WASHINGTON: Donald Trump a mis en garde Israël lundi contre toute ingérence en Syrie qui risquerait de compromettre la transition du pays arabe en "Etat prospère", après une incursion vendredi de forces israéliennes dans le sud de la Syrie.

Le président américain a échangé au téléphone avec Benjamin Netanyahu et l'a de nouveau invité à la Maison Blanche, ont affirmé les services du Premier ministre israélien peu après l'avertissement lancé par Donald Trump.

"Il est très important qu'Israël maintienne un dialogue fort et véritable avec la Syrie, que rien ne vienne interférer avec l'évolution de la Syrie en un Etat prospère", a déclaré le président américain sur sa plateforme Truth Social, affirmant que les Etats-Unis étaient "très satisfaits des résultats affichés" par Damas.

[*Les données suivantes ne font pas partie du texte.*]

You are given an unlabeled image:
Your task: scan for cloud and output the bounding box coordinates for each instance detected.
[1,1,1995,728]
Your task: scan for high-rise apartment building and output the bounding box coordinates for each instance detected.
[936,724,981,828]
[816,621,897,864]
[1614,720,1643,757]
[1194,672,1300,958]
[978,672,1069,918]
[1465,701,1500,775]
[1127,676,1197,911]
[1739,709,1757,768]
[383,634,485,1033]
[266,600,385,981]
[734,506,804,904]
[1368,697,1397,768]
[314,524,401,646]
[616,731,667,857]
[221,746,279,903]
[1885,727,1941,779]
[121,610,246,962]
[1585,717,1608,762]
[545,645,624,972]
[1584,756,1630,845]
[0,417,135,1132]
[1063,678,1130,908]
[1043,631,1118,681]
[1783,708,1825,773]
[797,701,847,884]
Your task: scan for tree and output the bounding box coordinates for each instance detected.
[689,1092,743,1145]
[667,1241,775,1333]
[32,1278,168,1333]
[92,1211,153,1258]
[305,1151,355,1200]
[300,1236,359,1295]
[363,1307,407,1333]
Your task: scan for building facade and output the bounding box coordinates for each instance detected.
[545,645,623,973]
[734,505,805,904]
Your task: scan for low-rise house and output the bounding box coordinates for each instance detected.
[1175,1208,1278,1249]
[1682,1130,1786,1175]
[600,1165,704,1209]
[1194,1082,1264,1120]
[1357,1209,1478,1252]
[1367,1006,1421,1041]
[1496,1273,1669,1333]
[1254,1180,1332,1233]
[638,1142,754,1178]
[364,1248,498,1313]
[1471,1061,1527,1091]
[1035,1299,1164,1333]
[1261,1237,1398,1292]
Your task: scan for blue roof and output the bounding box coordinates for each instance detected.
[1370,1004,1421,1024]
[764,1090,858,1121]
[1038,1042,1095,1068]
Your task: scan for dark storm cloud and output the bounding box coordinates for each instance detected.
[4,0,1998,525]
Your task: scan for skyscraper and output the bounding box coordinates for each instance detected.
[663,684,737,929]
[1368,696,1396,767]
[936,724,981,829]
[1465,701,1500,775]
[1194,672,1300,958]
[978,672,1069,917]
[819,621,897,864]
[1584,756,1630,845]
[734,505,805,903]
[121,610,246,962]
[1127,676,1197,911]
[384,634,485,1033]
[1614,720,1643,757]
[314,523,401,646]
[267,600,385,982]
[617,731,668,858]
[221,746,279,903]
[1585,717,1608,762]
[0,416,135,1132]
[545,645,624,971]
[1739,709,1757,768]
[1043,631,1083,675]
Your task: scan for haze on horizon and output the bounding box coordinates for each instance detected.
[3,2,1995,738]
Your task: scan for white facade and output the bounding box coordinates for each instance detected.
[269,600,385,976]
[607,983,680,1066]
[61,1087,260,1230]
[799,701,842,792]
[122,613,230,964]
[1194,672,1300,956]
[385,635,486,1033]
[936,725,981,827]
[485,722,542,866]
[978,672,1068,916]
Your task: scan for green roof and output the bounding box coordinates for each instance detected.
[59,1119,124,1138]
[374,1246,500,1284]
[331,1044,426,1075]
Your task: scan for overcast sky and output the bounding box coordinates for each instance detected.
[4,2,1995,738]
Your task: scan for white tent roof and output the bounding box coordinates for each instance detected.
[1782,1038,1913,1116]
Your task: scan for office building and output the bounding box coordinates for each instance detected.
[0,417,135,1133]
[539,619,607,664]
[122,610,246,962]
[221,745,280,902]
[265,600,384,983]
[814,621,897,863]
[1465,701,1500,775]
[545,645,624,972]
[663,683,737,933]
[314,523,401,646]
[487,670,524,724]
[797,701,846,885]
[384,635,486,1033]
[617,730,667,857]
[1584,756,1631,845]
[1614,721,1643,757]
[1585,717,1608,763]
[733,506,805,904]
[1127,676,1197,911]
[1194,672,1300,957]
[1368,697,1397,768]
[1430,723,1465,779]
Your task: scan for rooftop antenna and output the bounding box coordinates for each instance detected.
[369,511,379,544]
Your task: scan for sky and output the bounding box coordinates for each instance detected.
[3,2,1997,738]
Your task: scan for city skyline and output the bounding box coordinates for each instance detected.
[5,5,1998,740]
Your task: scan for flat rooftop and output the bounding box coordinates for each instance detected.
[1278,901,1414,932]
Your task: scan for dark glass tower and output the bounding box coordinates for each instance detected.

Une incursion vendredi des forces israéliennes dans un village du sud de la Syrie avait fait 13 morts, selon Damas, tandis que l'armée israélienne a affirmé avoir visé un groupe islamiste.

Depuis la chute il y a près d'un an du président Bachar al-Assad, renversé par une coalition islamiste, Israël a mené des centaines de frappes et conduit des incursions en Syrie. L'opération de vendredi est la plus meurtrière de celles-ci et le ministère syrien des Affaires étrangères a dénoncé un "crime de guerre".

Donald Trump avait reçu début novembre à la Maison Blanche le nouveau chef d'Etat syrien, Ahmad al-Chareh, pour une visite cordiale, au cours de laquelle l'ancien jihadiste avait annoncé que son pays rejoindrait la coalition internationale contre le groupe Etat islamique (EI). Le président américain, qui a levé les sanctions contre Damas, pousse également pour qu'un accord de sécurité soit conclu entre Israël et la Syrie.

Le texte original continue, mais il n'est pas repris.